俺は、その通話を切らないまま、さきほど彼女を待たせていたはずの山道へと戻る。
誰もいない。
彼女の姿はない。
どういうことだ?
携帯からは彼女の声。
「もしもし、ゆうちゃん?もしもしー?」
さっきまで一緒にいたはずの彼女。
でも、携帯で話している彼女は、俺をどこかに連れて行こうとはしていないという。
「もしもし、あのさ。お前、今どこにいるんだ?」
「え?私は家だよ。」
今通話中の彼女は、自分の家にいるのだという。
ここは、いったいどこだ?
なんで、こんな山道に連れてこられたんだ?
俺は誰を信じたらいいんだ・・・・?
その瞬間、あることに気がつき、俺は全身にゾッとするものを感じた。
そいえば、さっきまで一緒にいた彼女は、なんで俺がバイトを早くあがれたことを知っていたんだ?
誰にも言っていないのに。
3時間半も早上がりできた日。
本来、その時間は俺がバイトをしていることを知っている彼女が、部屋の前で待っているなんて不自然すぎないか?
そう思ったとき、俺の真後ろで声がした。
「ゆうちゃーん、どこまでおしっこに行ってたの?早く行こう!」
俺の後ろには、にこやかな笑顔の彼女がいた。
自然な笑顔なのだが、俺にはこの上ない怖い笑顔に感じた。
おそらく、本物の彼女は今通話中の彼女だろう・・・・
こいつ、誰なんだよ・・・・・?
俺は、気が狂いそうな恐怖の中、目の前にいる彼女を無視して走り出した。
こいつは、姿形は彼女だけど、きっと人間じゃない。
こいつについて行ったら、俺は取り殺されるだろう・・・・
もう、無我夢中で走った。
怖くて怖くて、本当にパニック寸前だった・・・・
・・・・・・・・・気がつくと、俺は駅にいた。
心臓は破裂しそうなくらいバクバク言っているし、肺も破れてしまうくらい息が切れていた。
田舎の駅だから、人は少ないけれど、人の歩いている姿を見てどれだけ安心できたことか。
俺は、涙を浮べながらも、自分の住んでいる駅に向かって電車に乗った。

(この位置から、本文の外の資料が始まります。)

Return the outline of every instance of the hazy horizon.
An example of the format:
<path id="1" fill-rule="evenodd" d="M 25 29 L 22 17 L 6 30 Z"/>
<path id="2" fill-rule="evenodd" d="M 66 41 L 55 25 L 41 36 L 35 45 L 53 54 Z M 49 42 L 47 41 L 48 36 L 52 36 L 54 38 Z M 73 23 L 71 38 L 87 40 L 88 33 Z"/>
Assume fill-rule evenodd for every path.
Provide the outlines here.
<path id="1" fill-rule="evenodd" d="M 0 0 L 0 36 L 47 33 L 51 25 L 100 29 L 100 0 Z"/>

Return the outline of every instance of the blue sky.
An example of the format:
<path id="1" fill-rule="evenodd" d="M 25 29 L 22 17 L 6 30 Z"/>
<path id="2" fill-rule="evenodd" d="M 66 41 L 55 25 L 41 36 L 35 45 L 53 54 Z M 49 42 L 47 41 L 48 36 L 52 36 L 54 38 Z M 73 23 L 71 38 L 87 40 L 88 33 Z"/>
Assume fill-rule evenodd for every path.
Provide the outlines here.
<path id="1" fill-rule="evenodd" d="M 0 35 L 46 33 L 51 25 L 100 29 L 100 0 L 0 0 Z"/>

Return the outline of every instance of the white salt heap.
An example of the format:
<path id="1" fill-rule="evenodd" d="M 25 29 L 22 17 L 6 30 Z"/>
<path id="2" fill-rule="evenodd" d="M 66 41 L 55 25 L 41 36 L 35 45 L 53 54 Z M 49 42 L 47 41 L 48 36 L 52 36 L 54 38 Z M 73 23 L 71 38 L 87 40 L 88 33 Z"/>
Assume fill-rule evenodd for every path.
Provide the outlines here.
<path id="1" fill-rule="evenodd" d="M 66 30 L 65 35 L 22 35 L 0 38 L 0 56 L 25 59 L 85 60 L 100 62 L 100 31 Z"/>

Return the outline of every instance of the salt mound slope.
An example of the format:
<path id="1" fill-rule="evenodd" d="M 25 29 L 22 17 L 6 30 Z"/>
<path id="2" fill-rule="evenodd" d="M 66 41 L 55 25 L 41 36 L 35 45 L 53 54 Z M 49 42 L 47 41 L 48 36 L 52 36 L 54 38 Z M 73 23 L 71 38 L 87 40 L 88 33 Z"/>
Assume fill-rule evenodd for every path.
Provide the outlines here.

。。。
・・・・・・・・自宅に帰り着き、本物の彼女に電話し、事情を説明すると、絶句していた。
こんな洒落にならないような怖い話を、にわかには信じられないようだった。。。。
あの時以来、俺は少しだけ人間不信になってしまった。
今目の前にいる人間が、本当に自分の愛する人なのか・・・・?
それは、偽りの恋人や家族ではないのだろうか・・・・?
そう思わずにはいられないのだ。
これは、俺が実際に体験した洒落にならないくらい怖い話しだから。